Ma come identificare le vulnerabilità su cui costruire la resilienza? La chiave è nella “Data Revolution”, secondo Giovannini: maggiore quantità e qualità rispetto alla raccolta e all’uso dei dati. Se l’Aics sviluppasse la capacità analitica riuscirebbe a cogliere meglio i punti deboli dei Paesi e comprendere se i Paesi con cui ha a che fare si stanno muovendo nella direzione giusta. Giovannini ha indicato tre possibili azioni trasformative a livello di governance per la cooperazione italiana:
- La coerenza delle politiche. È un problema presente nei Paesi in cui l’Italia opera all’estero, così come nel nostro stesso Paese. Da un lato, la cooperazione italiana può agire aiutando i Paesi in cui opera ad aumentare la coerenza delle politiche; dall’altro, serve coerenza tra le politiche italiane stesse, a partire dalle nuove Linee guida sullo sviluppo sostenibile di cui sia il Ministero dell’Istruzione, dell'Università e della Ricerca (Miur) che l’Aics vogliono dotarsi, affinché siano comuni.

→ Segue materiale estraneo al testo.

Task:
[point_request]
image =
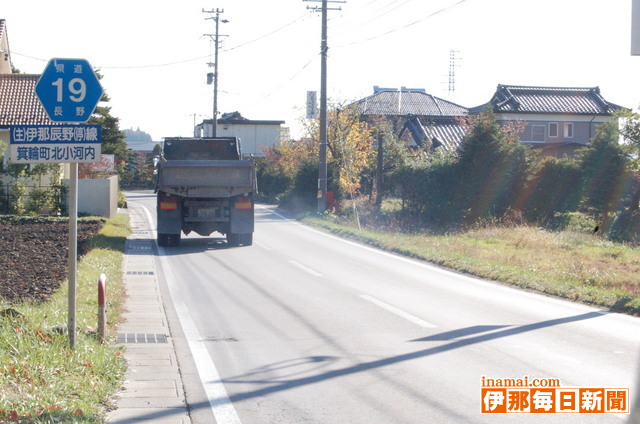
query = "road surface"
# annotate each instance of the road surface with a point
(304, 327)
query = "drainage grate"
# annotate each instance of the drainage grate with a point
(141, 338)
(140, 273)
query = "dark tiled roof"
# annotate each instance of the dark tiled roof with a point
(521, 99)
(404, 103)
(18, 101)
(3, 26)
(445, 133)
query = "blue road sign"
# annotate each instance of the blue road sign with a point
(69, 90)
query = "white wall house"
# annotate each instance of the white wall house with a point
(254, 135)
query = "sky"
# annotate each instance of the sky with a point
(154, 55)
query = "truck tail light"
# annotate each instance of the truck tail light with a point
(168, 203)
(243, 202)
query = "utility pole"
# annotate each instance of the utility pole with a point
(452, 72)
(322, 162)
(216, 40)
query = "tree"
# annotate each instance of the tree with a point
(604, 166)
(493, 166)
(112, 138)
(630, 130)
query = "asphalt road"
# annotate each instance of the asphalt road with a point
(303, 327)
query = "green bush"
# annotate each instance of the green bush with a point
(552, 190)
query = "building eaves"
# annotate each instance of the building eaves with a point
(551, 100)
(19, 104)
(404, 103)
(445, 133)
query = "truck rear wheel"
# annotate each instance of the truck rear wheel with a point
(233, 239)
(174, 240)
(246, 239)
(163, 240)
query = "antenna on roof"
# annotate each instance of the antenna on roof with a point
(452, 71)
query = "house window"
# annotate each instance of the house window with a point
(537, 133)
(568, 130)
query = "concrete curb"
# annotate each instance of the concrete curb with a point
(153, 389)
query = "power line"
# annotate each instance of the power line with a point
(394, 30)
(267, 34)
(294, 76)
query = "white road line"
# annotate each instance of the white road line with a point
(399, 312)
(221, 406)
(305, 268)
(440, 270)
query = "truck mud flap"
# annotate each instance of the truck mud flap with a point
(241, 215)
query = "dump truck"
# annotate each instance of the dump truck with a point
(203, 185)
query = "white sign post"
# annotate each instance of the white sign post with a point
(69, 91)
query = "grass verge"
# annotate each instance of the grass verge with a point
(41, 379)
(572, 265)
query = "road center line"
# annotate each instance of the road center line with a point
(399, 312)
(221, 406)
(305, 268)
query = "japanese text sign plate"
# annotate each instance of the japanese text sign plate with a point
(69, 90)
(55, 143)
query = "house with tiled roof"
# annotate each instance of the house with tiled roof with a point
(417, 116)
(19, 104)
(558, 120)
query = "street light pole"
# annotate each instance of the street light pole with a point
(216, 40)
(322, 158)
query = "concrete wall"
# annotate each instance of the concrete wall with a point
(98, 197)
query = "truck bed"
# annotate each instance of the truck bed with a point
(206, 178)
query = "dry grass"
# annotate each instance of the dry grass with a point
(578, 266)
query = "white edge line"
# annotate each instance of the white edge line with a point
(399, 312)
(221, 406)
(476, 280)
(305, 268)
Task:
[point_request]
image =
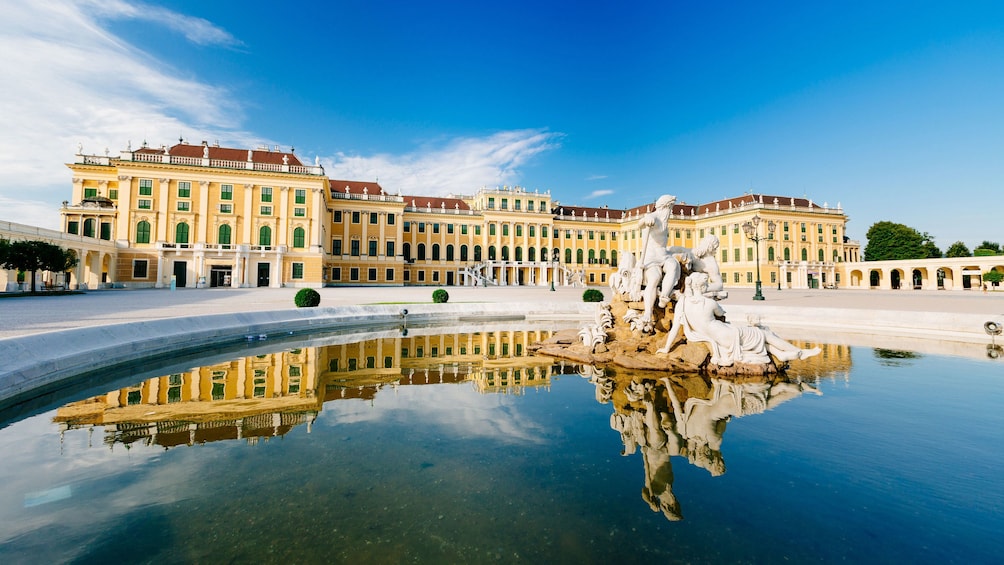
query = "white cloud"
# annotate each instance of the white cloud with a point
(597, 194)
(67, 80)
(460, 166)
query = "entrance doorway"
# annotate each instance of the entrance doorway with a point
(220, 275)
(263, 270)
(181, 274)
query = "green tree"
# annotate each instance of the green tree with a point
(33, 256)
(891, 241)
(958, 249)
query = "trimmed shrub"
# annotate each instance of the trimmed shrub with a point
(306, 297)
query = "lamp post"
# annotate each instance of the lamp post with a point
(751, 227)
(555, 258)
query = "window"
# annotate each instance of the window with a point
(140, 268)
(181, 233)
(143, 232)
(223, 235)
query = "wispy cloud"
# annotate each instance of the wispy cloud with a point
(459, 166)
(74, 81)
(196, 30)
(597, 194)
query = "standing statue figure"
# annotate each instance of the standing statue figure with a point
(698, 317)
(661, 269)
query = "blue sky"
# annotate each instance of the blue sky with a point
(893, 109)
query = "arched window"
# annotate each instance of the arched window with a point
(143, 232)
(223, 235)
(181, 233)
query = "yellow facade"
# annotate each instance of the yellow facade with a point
(204, 216)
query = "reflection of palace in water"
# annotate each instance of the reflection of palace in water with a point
(665, 414)
(267, 395)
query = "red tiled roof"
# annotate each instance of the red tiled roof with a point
(746, 200)
(355, 188)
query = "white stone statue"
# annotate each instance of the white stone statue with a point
(660, 268)
(698, 317)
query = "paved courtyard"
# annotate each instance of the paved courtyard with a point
(25, 315)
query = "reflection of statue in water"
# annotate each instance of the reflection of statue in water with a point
(699, 318)
(661, 419)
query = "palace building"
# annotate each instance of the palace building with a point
(206, 216)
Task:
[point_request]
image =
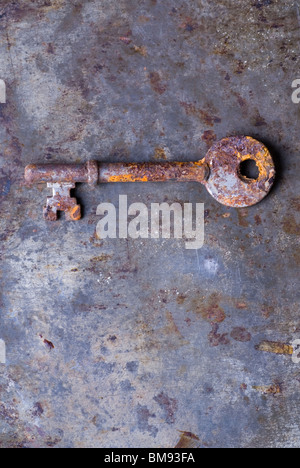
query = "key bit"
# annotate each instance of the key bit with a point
(62, 201)
(221, 172)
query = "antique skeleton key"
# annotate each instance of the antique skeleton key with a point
(221, 172)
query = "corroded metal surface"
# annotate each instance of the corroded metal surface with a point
(135, 343)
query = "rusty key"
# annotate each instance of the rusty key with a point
(221, 172)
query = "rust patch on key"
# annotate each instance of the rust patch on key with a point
(275, 348)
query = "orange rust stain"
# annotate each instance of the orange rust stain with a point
(142, 50)
(75, 213)
(188, 440)
(127, 178)
(275, 348)
(290, 225)
(160, 153)
(274, 389)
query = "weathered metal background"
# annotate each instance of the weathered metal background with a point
(132, 343)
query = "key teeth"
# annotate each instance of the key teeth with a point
(50, 214)
(74, 214)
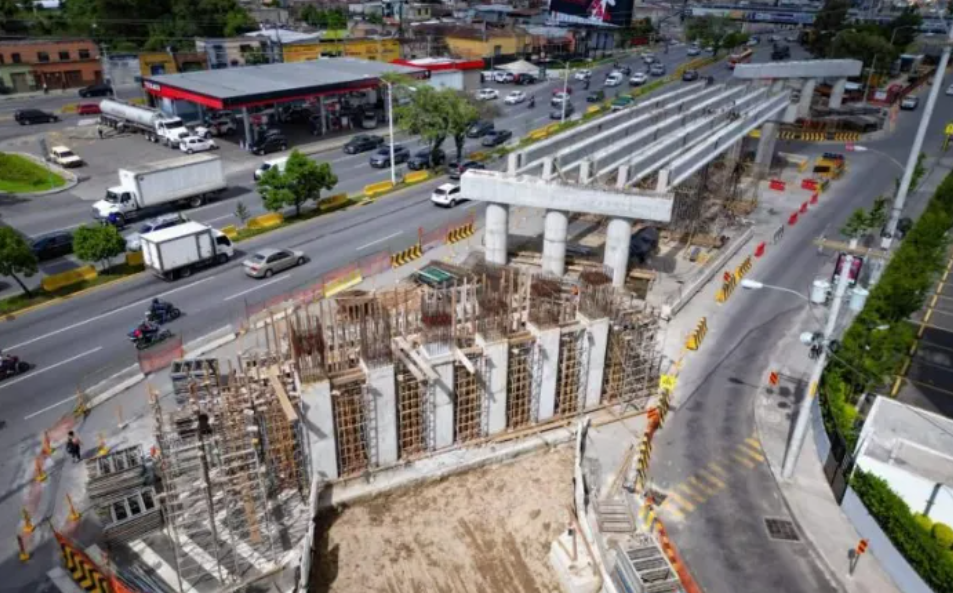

- Sviluppare strategie per gestire i dati. La figura del Chief Data Officer, che secondo Giovannini sarebbe importante inserire, permette di definire strategie sulla gestione dei dati per capire ad esempio dove investire e su cosa lavorare. “Effettivamente dobbiamo costruire una capacità interna all’Agenzia di raccogliere i dati, analizzarli, taggarli e su quelli costruire la nostra pianificazione. La cooperazione non è un insieme di progetti alla rinfusa, ma deve basarsi su un’analisi accurata, perché questo impatta su come lavoriamo”, ha riflettuto Emilio Ciarlo dell’Aics sulla scia del dibattito. Altra possibile figura è quella del Data Scientist, che analizza e interpreta i dati, utilizzando sia quelli già disponibili che quelli che si possono raccogliere dalle nuove tecnologie. Non è possibile immaginare che ogni Paese si doti dei Big data, ma si potrebbero costruire dei centri regionali e modernizzare il sistema di raccolta dati, oltre a utilizzare nei Paesi all’estero database disponibili gratuitamente (come quello sugli SDGs).
- Valutare l’impatto ex-ante anziché ex-post. È importante non valutare l’impatto alla fine di un progetto, ma mentre lo si porta avanti. L’Aics potrebbe dotarsi di un Science Board esperto di foresight, per “anticipare le tendenze per valutare gli impatti anziché corrergli dietro”, come ha suggerito Giovannini.
In conclusione, una mattinata ricca di riflessioni e proposte di azione per la cooperazione, quella del meeting annuale dell’Aics. Spunti che si spera verranno colti, nello spirito condiviso da Giovannini: “io credo veramente che stiamo rischiando il collasso del mondo. Di fronte a questa consapevolezza non si può restare alla finestra”.